Today, I propose to take a step back on how to approach problems, research, or even…. Life in general?
What I am going to tell you here is common sense to me, but it took me years to adopt these few methods, and even then, sometimes I forget to use them and quickly regret it.
I will therefore present some ideas and techniques that will serve you in your studies (cuckoo math and physics that hurts!), in your work (cuckoo administration, market’, research,…), or in your passion (hello there fellow hacking challenges that take daysssss <3).
What I have, what I want, what I need in between
The name of this first point is quite explicit, a new problem? A new question? Reflex!
I take what I need to write, I mark all the information, the means at my disposal in the first place.
I mark at the bottom of the sheet (paper, word, .txt, whatever…) what I want to reach, my goal.
I mark the possible intermediate steps that can serve as a “checkpoints”, to know what has been validated or not, and through which paths one can go to access the same result.
Write everything, classify, sort, conclude
This step consists of recording each attempt, briefly, to find out what has been done or not, what may have worked or not.
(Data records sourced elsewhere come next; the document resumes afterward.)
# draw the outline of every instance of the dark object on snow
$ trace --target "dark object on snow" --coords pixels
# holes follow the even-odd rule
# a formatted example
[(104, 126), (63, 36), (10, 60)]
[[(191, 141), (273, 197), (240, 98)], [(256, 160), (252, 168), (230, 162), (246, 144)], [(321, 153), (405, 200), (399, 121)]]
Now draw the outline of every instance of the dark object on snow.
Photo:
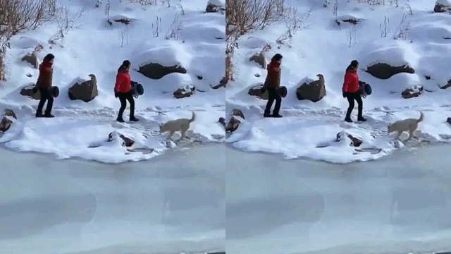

Once this information has been collected, sort them into small groups and try to draw conclusions and generalizations, but keep every piece of relevant information.
Descend from a level of abstraction, understand, ascend
Sure ! Wait… What?
This one is a little confusing, can be explained, but it is much better understood with an example.
Let’s take maths, but kind ones, so we don’t upset anyone, okay?
I used to tutor students from college to high school, and one question that came up very often was this:
How do powers work?
I then put a simple line on the board:
x^2*x^3 = ?
“But I just want to know how it works, not to fail one more time while at the board…
-But… You already know how it works, believe me! What is x^2 ? -x*x
-Yes, and what is x^3?
-All right, now, what if you replace what you don’t know with what you already know? “
Then appears on the board:
“And that… You know what it is, isn’t it? -Yes… It’s x^5….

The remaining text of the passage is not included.